Sometimes the system goes to the BIOS screen rather than give me the boot failure message. Sometimes I have to go into set-up two or three times before Windows boots.

I would appreciate knowing how to restore the system so that Windows will boot normally upon start-up. Any advice?I have replace MBR ,its the same.

Izit my CMOS battery problem?Because the black screen got show CMOS battery low , CMOS date/time not set.


----------



## Tumbleweed36 (May 14, 2005)

The battery on the motherboard is most likely gone and doesn't save the settings. You can go to Wally World or any store that sells watch batteries and get a new one for about $2.50 or so. Then, it would keep the settings and you most likely would not have to do that. The time and date changing is a real indicator that is the problem.


----------



## customer2 (Oct 1, 2008)

Means what is my problem actually?


----------



## Tumbleweed36 (May 14, 2005)

Your problem most likely is you need to change that little motherboard battery. Unplug, ground yourself, go in there and take it out, put a new one in and give it a test run.


----------



## customer2 (Oct 1, 2008)

This time i get more hard to in windows,it call me to enter user password in a blackscreen.
I scare my computer cant hold long,because after i shut down it and close plug,whenever i open plug the computer started ( like unproperly shutdown ).

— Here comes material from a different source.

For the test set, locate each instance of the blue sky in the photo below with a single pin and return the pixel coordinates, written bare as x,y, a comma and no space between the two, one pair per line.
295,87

What type of battery is little motherboard?Is it CMOS battery?


----------



## Tumbleweed36 (May 14, 2005)

It is the motherboard battery that keeps the cmos settings from being eliminated when the coputer does not have power. It is the same as many watch batteries that you see. Just take it out and take it to a store and they can match it pretty darn cheap.


----------



## customer2 (Oct 1, 2008)

But after i changed the battery i had to go through the bios setup also and pressing exit discard all change to get in window.

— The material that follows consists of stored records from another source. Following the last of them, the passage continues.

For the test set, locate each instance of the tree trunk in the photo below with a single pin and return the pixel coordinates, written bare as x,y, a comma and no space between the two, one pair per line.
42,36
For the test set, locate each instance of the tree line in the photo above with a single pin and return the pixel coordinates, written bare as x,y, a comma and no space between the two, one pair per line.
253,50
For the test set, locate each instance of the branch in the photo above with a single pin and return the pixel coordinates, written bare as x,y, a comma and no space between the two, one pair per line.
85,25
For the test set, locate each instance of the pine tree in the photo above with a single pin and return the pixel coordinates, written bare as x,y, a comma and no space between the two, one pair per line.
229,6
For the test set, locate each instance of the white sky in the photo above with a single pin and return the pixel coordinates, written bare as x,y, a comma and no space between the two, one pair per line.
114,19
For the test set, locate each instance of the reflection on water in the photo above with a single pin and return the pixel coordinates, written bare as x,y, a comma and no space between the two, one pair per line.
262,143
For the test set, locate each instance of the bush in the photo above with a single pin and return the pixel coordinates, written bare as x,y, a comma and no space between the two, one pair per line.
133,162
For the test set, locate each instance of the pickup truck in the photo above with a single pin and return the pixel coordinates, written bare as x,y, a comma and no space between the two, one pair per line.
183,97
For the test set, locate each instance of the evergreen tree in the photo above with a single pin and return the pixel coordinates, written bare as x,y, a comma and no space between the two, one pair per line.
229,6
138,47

And everytime i shut down computer and close plug.Whenever i open the plug , the computer straight open without pressing power butoon.

What is my problem actually, should i just send to repair?


----------



## customer2 (Oct 1, 2008)

Erm actually what shall be done after changing the battery?which step should i take first?


----------



## customer2 (Oct 1, 2008)

And i wan format computer,but it wont boot from cd,how do i make it to boot from cd?


----------



## dai (Jul 2, 2004)

set the cd as first boot in the bios


----------